Sign-up bonuses can be lucrative but can also be a “siren’s song” if customers don’t use their cards wisely, Rossman said.
Overspending can snowball into a bigger problem for consumers if they are unable to pay their bill in full each month. Making just a minimum payment each month and carrying a balance, for example, subjects customers to high interest rates that can spiral out of control if left unchecked. It also erodes or even eliminates the value of the rewards you seek.
“Credit cards are like power tools: they can be very useful, but they can also be dangerous,” Rossman said.
Many travelers seem to be seeking cards with travel rewards amid rising vacation costs, ValuePenguin said. Forty-nine percent of survey respondents plan to apply for a travel card in the next six months, according to its poll.

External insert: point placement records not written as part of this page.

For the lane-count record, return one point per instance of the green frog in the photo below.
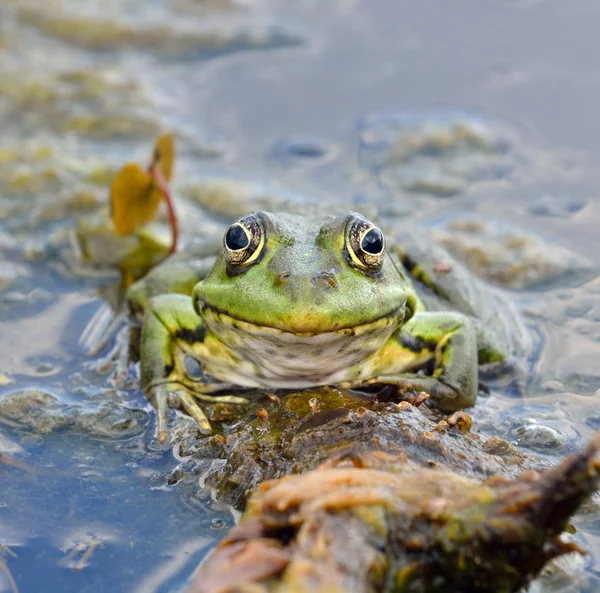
(295, 301)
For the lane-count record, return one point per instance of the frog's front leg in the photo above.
(171, 331)
(444, 344)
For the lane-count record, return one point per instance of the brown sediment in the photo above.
(381, 497)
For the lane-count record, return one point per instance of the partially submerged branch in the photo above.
(380, 523)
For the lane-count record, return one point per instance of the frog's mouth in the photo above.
(219, 321)
(268, 357)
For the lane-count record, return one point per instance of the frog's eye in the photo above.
(365, 244)
(244, 241)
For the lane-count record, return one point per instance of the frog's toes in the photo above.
(159, 398)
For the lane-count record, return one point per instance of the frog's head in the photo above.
(304, 276)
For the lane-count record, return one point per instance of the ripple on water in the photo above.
(441, 154)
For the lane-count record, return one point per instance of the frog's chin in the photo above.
(304, 328)
(245, 354)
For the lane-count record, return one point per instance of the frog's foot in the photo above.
(176, 395)
(102, 328)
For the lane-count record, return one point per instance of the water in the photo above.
(464, 115)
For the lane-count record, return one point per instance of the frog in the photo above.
(294, 301)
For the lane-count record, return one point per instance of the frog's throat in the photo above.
(251, 355)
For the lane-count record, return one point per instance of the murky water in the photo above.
(474, 118)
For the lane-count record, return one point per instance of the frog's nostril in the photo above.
(327, 277)
(282, 277)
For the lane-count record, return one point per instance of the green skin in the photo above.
(303, 304)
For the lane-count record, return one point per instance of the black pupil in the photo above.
(236, 238)
(373, 242)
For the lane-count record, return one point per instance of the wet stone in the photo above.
(539, 437)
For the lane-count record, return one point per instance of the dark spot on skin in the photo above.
(281, 278)
(429, 367)
(192, 367)
(457, 341)
(191, 336)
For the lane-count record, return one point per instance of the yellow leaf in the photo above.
(133, 198)
(164, 155)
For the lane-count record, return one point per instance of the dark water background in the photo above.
(276, 97)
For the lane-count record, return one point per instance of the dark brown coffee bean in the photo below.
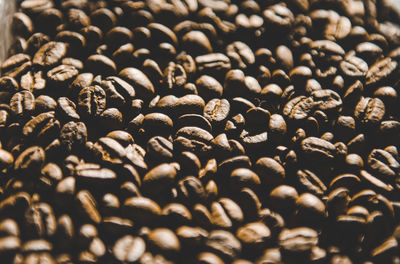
(159, 179)
(240, 54)
(119, 93)
(381, 72)
(50, 54)
(193, 120)
(253, 235)
(370, 111)
(129, 249)
(6, 159)
(383, 164)
(61, 76)
(22, 103)
(9, 245)
(15, 205)
(44, 127)
(298, 240)
(191, 189)
(141, 209)
(298, 108)
(87, 207)
(30, 160)
(91, 101)
(139, 81)
(159, 149)
(67, 109)
(103, 18)
(40, 221)
(100, 64)
(73, 135)
(209, 258)
(16, 65)
(176, 214)
(217, 111)
(353, 67)
(310, 182)
(224, 244)
(208, 87)
(109, 150)
(193, 139)
(318, 149)
(165, 241)
(213, 64)
(327, 100)
(226, 213)
(271, 172)
(243, 177)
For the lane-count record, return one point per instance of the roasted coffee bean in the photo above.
(73, 135)
(298, 108)
(224, 244)
(22, 103)
(40, 221)
(210, 132)
(67, 109)
(16, 65)
(217, 110)
(91, 101)
(159, 178)
(139, 81)
(159, 149)
(100, 64)
(141, 209)
(87, 207)
(240, 54)
(61, 76)
(129, 249)
(165, 241)
(381, 72)
(30, 160)
(370, 111)
(298, 240)
(50, 54)
(193, 139)
(318, 149)
(214, 64)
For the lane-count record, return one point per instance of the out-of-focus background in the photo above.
(7, 9)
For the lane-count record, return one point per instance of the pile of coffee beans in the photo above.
(201, 131)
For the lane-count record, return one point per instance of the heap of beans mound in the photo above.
(201, 131)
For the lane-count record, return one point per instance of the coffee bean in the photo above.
(91, 101)
(369, 111)
(159, 178)
(129, 249)
(298, 108)
(16, 65)
(318, 149)
(139, 81)
(50, 54)
(193, 139)
(30, 160)
(61, 76)
(73, 135)
(216, 111)
(141, 209)
(213, 64)
(100, 64)
(67, 109)
(224, 244)
(87, 207)
(22, 103)
(159, 149)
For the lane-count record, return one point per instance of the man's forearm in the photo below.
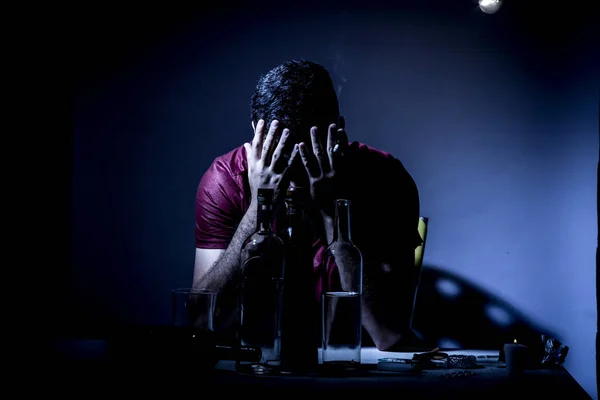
(226, 269)
(224, 275)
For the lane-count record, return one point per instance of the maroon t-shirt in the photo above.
(384, 207)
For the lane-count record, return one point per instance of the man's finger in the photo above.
(257, 141)
(307, 160)
(267, 150)
(320, 154)
(281, 154)
(331, 140)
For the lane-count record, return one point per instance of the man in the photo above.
(297, 141)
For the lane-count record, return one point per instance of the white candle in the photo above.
(515, 355)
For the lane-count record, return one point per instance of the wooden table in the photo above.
(83, 368)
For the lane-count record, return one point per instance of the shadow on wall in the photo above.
(451, 312)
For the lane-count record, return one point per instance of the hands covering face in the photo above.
(269, 162)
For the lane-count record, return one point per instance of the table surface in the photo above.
(488, 379)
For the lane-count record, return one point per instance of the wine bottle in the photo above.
(341, 300)
(300, 319)
(262, 261)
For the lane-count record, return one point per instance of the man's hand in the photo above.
(268, 161)
(324, 166)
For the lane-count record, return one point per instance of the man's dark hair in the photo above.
(299, 94)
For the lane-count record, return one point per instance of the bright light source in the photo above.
(490, 6)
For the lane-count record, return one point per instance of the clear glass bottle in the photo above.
(341, 300)
(262, 260)
(300, 319)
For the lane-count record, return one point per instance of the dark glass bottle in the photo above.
(300, 319)
(262, 260)
(341, 302)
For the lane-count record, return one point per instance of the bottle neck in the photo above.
(341, 230)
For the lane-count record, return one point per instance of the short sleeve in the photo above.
(398, 216)
(218, 207)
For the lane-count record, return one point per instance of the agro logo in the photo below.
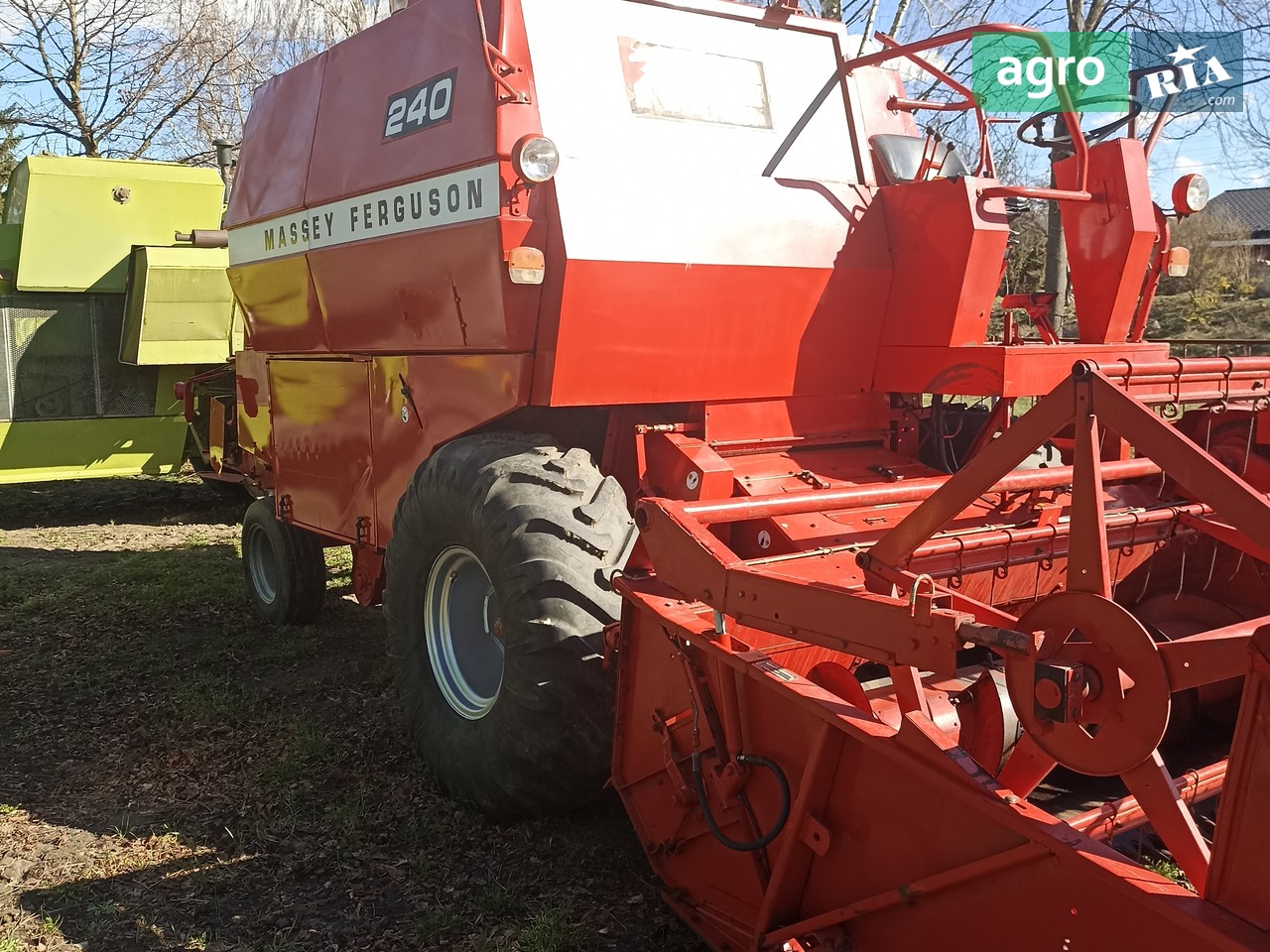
(1209, 70)
(1049, 71)
(425, 104)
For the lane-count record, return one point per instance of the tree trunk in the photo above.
(1056, 259)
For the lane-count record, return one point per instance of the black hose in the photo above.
(743, 847)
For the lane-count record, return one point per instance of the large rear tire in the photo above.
(284, 566)
(497, 599)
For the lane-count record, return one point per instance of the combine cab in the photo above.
(102, 312)
(621, 344)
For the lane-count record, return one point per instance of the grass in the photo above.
(185, 777)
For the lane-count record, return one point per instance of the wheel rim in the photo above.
(262, 562)
(462, 631)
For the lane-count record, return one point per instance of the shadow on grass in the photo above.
(141, 500)
(178, 775)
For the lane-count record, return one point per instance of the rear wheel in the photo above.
(284, 566)
(497, 599)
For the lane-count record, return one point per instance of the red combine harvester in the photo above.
(619, 340)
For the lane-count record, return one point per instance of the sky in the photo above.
(1193, 144)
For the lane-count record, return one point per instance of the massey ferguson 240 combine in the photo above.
(619, 339)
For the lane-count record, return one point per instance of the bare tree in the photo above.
(157, 77)
(109, 76)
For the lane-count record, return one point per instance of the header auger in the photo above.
(622, 343)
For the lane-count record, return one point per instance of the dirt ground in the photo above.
(176, 775)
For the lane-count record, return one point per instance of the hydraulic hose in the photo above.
(740, 846)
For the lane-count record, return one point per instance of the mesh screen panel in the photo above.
(62, 359)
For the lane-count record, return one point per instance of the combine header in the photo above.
(627, 344)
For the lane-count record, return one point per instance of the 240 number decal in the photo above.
(426, 104)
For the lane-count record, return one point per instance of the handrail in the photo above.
(1135, 76)
(1070, 117)
(490, 53)
(966, 102)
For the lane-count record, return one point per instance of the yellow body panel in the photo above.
(180, 307)
(81, 217)
(35, 451)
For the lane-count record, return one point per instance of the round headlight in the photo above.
(535, 158)
(1191, 194)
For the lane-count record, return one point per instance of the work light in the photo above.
(535, 159)
(1191, 194)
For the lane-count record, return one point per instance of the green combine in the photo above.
(102, 311)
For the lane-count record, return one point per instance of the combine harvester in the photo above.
(102, 311)
(617, 339)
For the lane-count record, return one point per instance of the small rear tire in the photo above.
(284, 566)
(497, 599)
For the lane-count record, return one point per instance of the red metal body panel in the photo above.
(321, 442)
(1111, 238)
(955, 240)
(748, 320)
(418, 44)
(399, 307)
(991, 370)
(594, 361)
(911, 832)
(445, 397)
(278, 136)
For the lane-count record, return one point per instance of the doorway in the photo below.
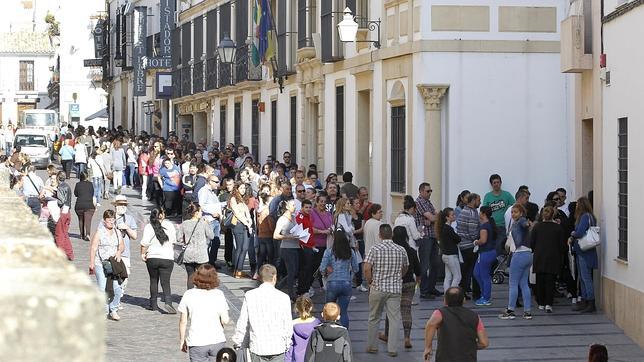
(363, 139)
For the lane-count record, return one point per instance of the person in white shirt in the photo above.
(157, 251)
(266, 316)
(207, 310)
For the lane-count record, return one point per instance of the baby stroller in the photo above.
(500, 272)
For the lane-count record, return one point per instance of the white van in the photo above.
(36, 144)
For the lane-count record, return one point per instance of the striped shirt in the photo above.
(387, 260)
(266, 314)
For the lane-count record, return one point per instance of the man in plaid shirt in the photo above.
(430, 262)
(384, 267)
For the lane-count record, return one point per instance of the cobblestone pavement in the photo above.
(143, 335)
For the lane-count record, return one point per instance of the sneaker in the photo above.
(508, 314)
(480, 302)
(170, 309)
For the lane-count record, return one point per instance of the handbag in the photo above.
(591, 239)
(509, 242)
(180, 249)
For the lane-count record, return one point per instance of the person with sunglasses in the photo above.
(211, 209)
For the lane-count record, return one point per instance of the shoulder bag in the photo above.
(591, 239)
(180, 249)
(509, 242)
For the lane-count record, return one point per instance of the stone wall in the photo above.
(50, 310)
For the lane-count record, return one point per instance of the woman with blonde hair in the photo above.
(243, 227)
(303, 327)
(586, 259)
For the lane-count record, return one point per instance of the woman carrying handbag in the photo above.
(195, 234)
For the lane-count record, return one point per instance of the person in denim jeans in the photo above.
(586, 260)
(520, 264)
(338, 263)
(105, 244)
(487, 255)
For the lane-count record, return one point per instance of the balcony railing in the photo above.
(197, 77)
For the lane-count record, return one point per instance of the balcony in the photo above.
(574, 58)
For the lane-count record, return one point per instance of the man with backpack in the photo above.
(330, 340)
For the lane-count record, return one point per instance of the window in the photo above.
(237, 114)
(339, 129)
(398, 149)
(26, 75)
(254, 142)
(306, 23)
(622, 204)
(293, 149)
(274, 129)
(222, 127)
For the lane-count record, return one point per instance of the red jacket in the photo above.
(307, 223)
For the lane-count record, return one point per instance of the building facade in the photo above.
(607, 95)
(26, 55)
(134, 112)
(455, 92)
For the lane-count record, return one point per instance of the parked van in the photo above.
(36, 144)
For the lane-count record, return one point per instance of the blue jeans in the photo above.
(215, 243)
(101, 281)
(429, 264)
(482, 270)
(586, 275)
(519, 275)
(133, 174)
(339, 291)
(97, 182)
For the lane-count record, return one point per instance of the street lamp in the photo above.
(348, 28)
(226, 50)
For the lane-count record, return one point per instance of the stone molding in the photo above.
(432, 95)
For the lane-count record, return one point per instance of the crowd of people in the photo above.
(284, 227)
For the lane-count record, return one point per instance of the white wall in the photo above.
(623, 98)
(506, 114)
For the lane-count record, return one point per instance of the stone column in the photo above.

“Consider the total cost of ownership” before applying
Before getting a card, consumers must first understand its guidelines. For example, how much time do you have to reach the minimum spend? What benefits will you get? Are there annual card fees?
The sweet spot: when there’s a valuable bonus as well as an intent to use and benefit from the card over the long term, Rossman said.
“Consider the total cost of ownership: the bonus, the annual fee and how you will use the card,” he said. “Everyone is a little different.”
Customers can take better advantage of a card by spending as they normally would. In other words, don’t spend more money than usual on your household just to get a bonus, Rossman said.
For example, if you normally spend $500 a month on a credit card, don’t sign up for a card that requires you to spend $6,000 in three months.
Ideally, you would be able to get the bonus through a normal spending routine and pay your bill in full to avoid interest charges.
Or, you can time a major purchase you had planned anyway — like a home improvement or a big trip — with opening a new credit card. It’s an easy way to reach the dollar card threshold without spending too much, Rossman said.